Это звучало чудовищно. И все же…
Он внимательно оглядел Меррита — то был плотный черноволосый мужчина с крупной, крепко посаженной головой. Порой в его лице угадывались некоторые признаки нервозности и беспокойства, но удивляться тут было нечему — вне зависимости от того, были ли его рассказы основаны на истинных фактах или на непроверенных слухах, они были ужасны. Вот уже двадцать лет Льюис знал своего зятя как человека, чувствовавшего себя вполне уверенным в устойчивости своего собственного маленького мира. Но теперь, говорил он себе, этот человек и все остальные подобные ему люди, вдруг выбитые из этого мира, испытывают явное замешательство. Теперь они стали людьми, которых насильно заставили поверить в мадам Блаватскую. Вслух же он произнес:
— Допустим, факты таковы. Но что ты сам думаешь об этом? Немцы высадились в нашей стране и где-то попрятались — не видится ли тебе нечто экстравагантное в подобном предположении?

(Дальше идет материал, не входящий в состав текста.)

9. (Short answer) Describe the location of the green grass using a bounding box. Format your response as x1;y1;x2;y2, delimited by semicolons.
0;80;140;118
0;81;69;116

— Не знаю, что и сказать. С фактами не поспоришь. Что прикажешь думать о солдатах с винтовками и пулеметами на военных заводах Стрэдфордшира? Или о том, что эти пулеметы по ночам пускаются в ход? Говорю тебе, я слышал стрельбу собственными ушами! В кого же стреляют эти солдаты? Вот о чем мы спрашиваем себя там, в Мидлингеме.